Seventy-seven per cent of UK respondents felt their organisation makes technology decisions ‘well’ or ‘extremely well’. While the understanding of technology and its performance is important, other factors are equally significant.
Telstra’s Managing Director for EMEA Tom Homer said that organisations that are highly digitally mature (22% in the UK, compared to 21% globally) show greater focus on people and processes.
“I believe that digital transformation is technology-enabled, but people-led. Yet our research shows employees are not being given the attention they warrant,” Mr Homer said.
“Successful digital transformation relies on more than the right technology. It requires the right culture, the right people and the right processes to support them. Digital transformation should be a company journey that involves upskilling and changing employee mindsets, adapting structures and ways of working, and creating teams that can maximise the new technologies being introduced.”
Whole-of-business approach needed
The research found that a company-wide approach to digital transformation is significantly more likely to result in success. However 53% of UK organisations are allowing business departments to drive individual digital initiatives.
A further 15% said they outsource as much as possible and only 31% have an integrated, whole-of-company digital transformation strategy.
“Globally, organisations that have a whole-of-business digital transformation strategy are significantly more likely to be highly digitally mature, make extremely good digital decisions, and see the impact of digital transformation across the business,” Mr Homer said.
“The research demonstrates that UK organisations have an opportunity to integrate digital transformation activity across all areas of the business, but this needs to be led by a clear company strategy from the C-suite and board level down.”
Priorities and performance rankings are inversed
The research also revealed a substantial gap between digital transformation priorities and performance.
Organisations in the UK rated their top three digital transformation priorities as (1) optimise technology to move faster, (2) manage risk and compliance, and (3) protect digital assets from cyber threats.
However when it came to decision-making performance, these priorities ranked as among the lowest.
“One of the most interesting findings in this research was the gap between what UK businesses ranked as their highest priorities, and their performance in the same areas,” Mr Homer said.
“Cyber security was identified as a particular focus area in the UK. But despite ‘protecting digital assets from cyber threats’ rating as the third top priority – it achieved one of the lowest performances score in terms of ability to deliver. This was the same for the UK’s top priority of optimising technology to move faster, which was ranked 16th out of 17 priorities for performance.
“The lack of alignment between digital transformation performance and priorities such as security and agility is symptomatic of the fact that UK businesses are not taking the whole whole-of-business approach necessary to address these priorities.”
Increased customer experience, but increasing profit harder
The research found that while organisations in the UK are increasing their investment in digital transformation, many businesses had yet to realise the financial impact of their efforts.

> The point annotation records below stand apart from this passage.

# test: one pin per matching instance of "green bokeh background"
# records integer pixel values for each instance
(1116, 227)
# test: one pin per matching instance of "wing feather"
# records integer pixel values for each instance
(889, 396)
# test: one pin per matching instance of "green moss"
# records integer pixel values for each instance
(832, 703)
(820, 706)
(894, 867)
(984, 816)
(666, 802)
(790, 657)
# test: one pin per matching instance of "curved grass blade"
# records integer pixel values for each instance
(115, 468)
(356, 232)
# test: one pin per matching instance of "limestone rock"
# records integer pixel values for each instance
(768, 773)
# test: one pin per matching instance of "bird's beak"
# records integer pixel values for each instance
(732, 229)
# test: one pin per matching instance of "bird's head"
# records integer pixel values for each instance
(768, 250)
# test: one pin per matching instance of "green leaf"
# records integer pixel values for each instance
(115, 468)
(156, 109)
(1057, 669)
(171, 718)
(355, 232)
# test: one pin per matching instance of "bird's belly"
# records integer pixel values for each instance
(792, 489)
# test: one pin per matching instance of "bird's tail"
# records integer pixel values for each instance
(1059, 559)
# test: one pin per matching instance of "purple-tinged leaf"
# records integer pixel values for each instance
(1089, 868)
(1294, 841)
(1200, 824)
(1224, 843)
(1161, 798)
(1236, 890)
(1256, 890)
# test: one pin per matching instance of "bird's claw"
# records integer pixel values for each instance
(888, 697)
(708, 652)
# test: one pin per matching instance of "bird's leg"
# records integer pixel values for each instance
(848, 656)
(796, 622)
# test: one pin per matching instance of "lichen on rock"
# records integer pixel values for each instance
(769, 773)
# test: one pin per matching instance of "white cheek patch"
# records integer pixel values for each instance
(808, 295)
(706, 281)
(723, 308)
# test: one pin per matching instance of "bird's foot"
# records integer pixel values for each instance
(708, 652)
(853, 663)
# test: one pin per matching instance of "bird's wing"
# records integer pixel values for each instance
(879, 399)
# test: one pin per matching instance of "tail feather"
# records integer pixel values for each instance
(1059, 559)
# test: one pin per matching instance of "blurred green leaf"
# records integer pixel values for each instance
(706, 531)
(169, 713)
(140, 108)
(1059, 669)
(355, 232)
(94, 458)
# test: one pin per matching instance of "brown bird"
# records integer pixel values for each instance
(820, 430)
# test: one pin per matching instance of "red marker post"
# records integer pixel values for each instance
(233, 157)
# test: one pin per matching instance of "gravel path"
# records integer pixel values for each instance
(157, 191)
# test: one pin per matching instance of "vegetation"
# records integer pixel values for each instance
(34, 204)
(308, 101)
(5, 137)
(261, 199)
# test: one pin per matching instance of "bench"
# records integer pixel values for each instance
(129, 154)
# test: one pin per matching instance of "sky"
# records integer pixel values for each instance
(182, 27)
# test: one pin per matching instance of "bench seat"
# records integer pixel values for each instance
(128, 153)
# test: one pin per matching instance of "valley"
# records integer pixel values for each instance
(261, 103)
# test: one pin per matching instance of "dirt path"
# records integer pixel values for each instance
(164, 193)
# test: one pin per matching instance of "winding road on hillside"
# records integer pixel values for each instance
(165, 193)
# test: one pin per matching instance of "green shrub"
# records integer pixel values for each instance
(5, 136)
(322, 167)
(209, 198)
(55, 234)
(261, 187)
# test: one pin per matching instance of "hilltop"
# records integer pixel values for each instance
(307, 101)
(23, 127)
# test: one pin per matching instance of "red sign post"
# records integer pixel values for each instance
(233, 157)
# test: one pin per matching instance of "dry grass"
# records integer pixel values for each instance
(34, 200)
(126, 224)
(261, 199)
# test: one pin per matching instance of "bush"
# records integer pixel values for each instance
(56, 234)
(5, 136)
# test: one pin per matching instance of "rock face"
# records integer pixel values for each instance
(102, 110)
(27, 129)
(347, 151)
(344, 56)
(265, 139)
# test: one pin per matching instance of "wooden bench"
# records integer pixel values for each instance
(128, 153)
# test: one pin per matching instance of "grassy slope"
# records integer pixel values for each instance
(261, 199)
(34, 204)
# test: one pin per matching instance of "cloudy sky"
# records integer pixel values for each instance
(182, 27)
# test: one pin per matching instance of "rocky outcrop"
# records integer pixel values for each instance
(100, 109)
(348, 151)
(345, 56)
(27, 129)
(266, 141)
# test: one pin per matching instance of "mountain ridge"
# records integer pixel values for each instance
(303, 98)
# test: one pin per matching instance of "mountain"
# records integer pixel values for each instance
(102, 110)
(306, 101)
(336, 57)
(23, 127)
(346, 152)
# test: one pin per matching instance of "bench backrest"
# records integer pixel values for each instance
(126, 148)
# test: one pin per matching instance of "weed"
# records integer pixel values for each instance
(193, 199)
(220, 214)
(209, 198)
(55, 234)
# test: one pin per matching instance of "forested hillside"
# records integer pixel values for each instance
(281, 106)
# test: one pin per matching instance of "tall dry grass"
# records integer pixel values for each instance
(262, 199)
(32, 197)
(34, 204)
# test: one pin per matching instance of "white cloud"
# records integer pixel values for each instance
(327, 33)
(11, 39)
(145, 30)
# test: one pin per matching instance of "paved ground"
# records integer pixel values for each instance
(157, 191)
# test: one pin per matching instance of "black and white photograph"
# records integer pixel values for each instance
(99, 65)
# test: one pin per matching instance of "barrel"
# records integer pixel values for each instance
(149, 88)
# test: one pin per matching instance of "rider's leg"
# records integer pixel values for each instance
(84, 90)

A quarter of UK businesses (25%) invested more than US$1 million in digital transformation products and services over the past year. This is set to increase as 24% of respondents said their company’s total spend on digital transformation would grow by more than 10% in the next three years. However, showing ‘hard outcomes’ of this investment was more difficult.
“In looking at measurement of digital transformation programs, we found that UK companies find it particularly tough to show financial outcomes. In fact, of all the business outcomes surveyed, increasing profit margins scored the second lowest, while the softer qualitative measure of increased customer experience ranked first,” Mr Homer said.
“Successful companies are clear on what digital transformation means for their organisation, they have empowered their people, strengthened their processes and identified their key partners.”